Speed of acquisition is of particular importance to Dr. Mountinho dos
Santos. Control S2 cells exhibit a division cycle of approximately
30 minutes. However, the POLO depleted S2 cells utilized in her
experiments showed an arrested period in excess of eight hours.
Recording the POLO depleted cell division requires collection of
between 7,200 and 12,000 image sets (two fluorochromes imaged
every thirty seconds for one to five hours, acquired at 0.5 micron
axial steps at up to 20 steps for axial kinetochore resolution).
Conventional fluorescence microscopy and laser illumination will
permit neither the gentle illumination requirements necessary nor the
speed of acquisition to complete this time-sensitive task. For example
laser rastering in traditional confocal microscopy requires longer
time periods time to collect signal from the sample. Spinning disk
confocal systems are used to overcome these traditional barriers and
to reveal new insights into molecular kinetochore editing techniques.
Compared to conventional widefield fluorescence systems, the spatial
resolution of a spinning disk confocal is superior in both lateral (x
and y) and axial (z) dimensions. Through the constant scanning of the
pinhole array, samples can be viewed in real-time at high contrast,
providing clear images at the diffraction limits of the microscope's
optics. This enables the 3D visualization and understanding of the
dynamic kinetochore behavior in relation to the microtubules of the
spindle.
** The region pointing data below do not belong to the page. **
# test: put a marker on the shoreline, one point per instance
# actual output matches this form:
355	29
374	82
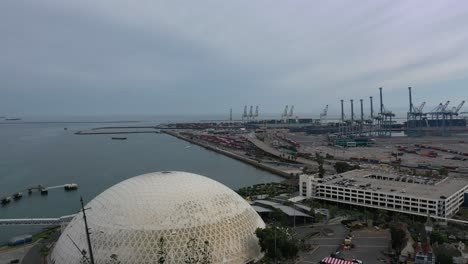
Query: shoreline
236	156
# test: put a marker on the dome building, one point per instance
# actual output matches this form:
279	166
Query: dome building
174	216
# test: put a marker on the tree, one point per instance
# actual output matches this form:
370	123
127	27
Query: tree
438	237
277	243
443	258
84	257
399	239
162	251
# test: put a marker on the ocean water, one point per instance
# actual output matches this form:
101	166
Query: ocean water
46	154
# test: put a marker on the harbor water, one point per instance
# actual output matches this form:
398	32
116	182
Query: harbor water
47	154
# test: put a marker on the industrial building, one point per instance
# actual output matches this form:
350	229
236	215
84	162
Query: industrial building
382	190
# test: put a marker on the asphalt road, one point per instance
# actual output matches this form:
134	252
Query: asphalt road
325	245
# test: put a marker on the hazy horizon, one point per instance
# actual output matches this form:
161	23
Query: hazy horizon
100	58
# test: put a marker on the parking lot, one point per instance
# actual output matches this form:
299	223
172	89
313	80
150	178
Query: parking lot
369	244
323	244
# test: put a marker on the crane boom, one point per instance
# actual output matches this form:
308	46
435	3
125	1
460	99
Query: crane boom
291	111
459	107
420	108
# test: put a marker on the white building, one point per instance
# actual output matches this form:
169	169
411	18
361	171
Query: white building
174	215
401	193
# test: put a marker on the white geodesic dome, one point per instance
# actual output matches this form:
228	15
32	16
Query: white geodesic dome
186	210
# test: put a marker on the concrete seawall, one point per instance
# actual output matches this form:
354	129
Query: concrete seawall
232	155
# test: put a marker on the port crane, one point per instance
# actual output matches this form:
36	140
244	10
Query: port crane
291	111
324	113
455	110
244	115
285	112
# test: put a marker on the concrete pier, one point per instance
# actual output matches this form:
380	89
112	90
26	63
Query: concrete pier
231	154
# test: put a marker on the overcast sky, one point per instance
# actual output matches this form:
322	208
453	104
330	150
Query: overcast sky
92	57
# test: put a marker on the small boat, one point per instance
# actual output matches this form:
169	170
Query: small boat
70	187
119	138
6	200
17	195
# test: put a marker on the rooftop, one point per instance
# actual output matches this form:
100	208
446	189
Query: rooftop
399	184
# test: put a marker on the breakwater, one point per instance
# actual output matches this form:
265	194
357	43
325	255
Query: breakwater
236	156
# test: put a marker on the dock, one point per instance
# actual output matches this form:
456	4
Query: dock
252	162
5	200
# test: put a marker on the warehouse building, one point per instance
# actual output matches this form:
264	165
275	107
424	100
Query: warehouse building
382	190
Kinetochore and centromere lateral resolution of 300nm and
spindle fiber resolution of 300-500 nm were reported and are detailed
in Figure A.
Intensity Resolution
Visualizing the fluorescently labeled kinetochores associated with
each centromere places additional demands on the acquisition
system. The centromeres and kinetochores under study are primarily
visible only during cell division interphase. As the cells pass through
prophase, the centromeres have already resolved themselves into
Drosophila’s typical twelve chromosome pairs. Managing the
available light budget during lengthy acquisition necessitates gentle
illumination and high resolution capable by spinning disk techniques.
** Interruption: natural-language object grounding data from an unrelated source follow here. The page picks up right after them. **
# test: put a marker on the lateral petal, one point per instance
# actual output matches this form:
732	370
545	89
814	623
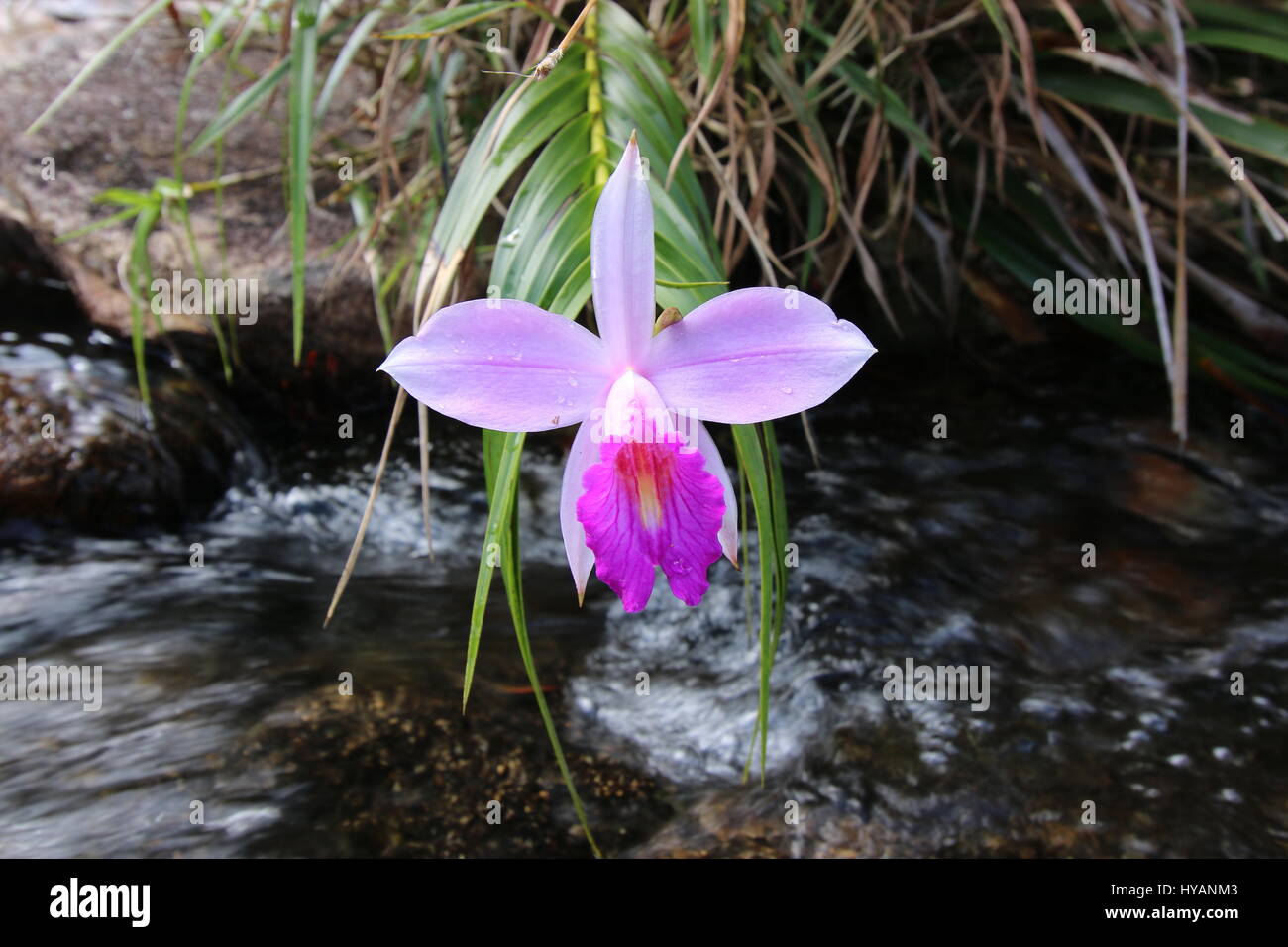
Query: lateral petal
755	355
502	364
The apertures within the spinning disk unit provide these benefits.
Because light excites fluorophores only when an aperture is present,
phototoxic effects are minimized. While counterintuitive, a reduced
light budget does not indicate faint, hard-to-detect objects. Intensity
resolution is increased through the spinning disk's exclusion of out of focus signal and subsequent signal amplification by an EMCCD
camera architecture. This creates the new possibility to generate
higher contrast images revealing the development and alignment of
punctate objects such as kinetochores.
Conclusions
The use of spinning disk technology in Dr. Mountinho dos
Santos live cell application led to an important observation. In
the absence of the POLO kinase, Drosophila cells were shown to
lack the corrective mechanisms necessary to maintain amphitelic
chromosome arrangement. The presence of POLO was shown to
provide the right environment for correct centromere architecture,
while simultaneously ensuring proper chromosome bi-orientation.
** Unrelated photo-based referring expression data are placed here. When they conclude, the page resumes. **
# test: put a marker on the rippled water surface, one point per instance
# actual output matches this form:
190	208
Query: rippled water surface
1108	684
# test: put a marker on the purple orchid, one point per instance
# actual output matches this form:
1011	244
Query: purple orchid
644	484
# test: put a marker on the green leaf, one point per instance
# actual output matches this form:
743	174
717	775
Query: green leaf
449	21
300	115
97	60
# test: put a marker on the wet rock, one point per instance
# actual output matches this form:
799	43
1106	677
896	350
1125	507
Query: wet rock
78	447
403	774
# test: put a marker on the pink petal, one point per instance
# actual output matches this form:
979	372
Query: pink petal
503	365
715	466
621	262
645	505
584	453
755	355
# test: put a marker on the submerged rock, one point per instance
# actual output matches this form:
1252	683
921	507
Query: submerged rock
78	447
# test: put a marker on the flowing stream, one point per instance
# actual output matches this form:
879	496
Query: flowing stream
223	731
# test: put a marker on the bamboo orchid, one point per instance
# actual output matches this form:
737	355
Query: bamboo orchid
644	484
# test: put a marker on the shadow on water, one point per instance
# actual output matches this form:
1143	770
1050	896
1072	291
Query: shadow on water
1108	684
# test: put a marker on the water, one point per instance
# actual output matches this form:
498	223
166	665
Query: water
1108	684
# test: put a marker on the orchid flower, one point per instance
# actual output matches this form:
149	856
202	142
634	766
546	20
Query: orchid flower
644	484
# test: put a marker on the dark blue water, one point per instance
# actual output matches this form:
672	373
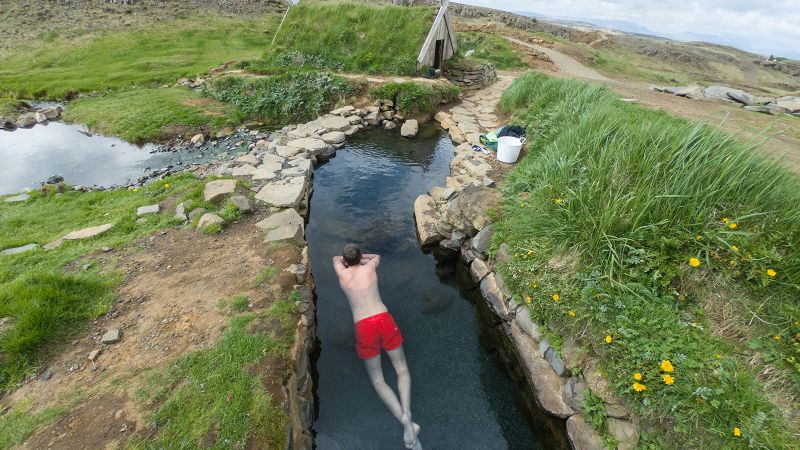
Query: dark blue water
461	396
Cultured Drosophila cells undergoing mitosis in the absence of
POLO kinase chromosomes attach to spindle fibers with syntelic
orientation, i.e., with sister kinetochores attached to microtubules that
come from a single spindle pole.
This conclusion was drawn by careful analysis of 4D fluorescence
microscopy in cells expressing fluorescently labeled centromere/
kinetochore marker and microtubules. (Figure 1).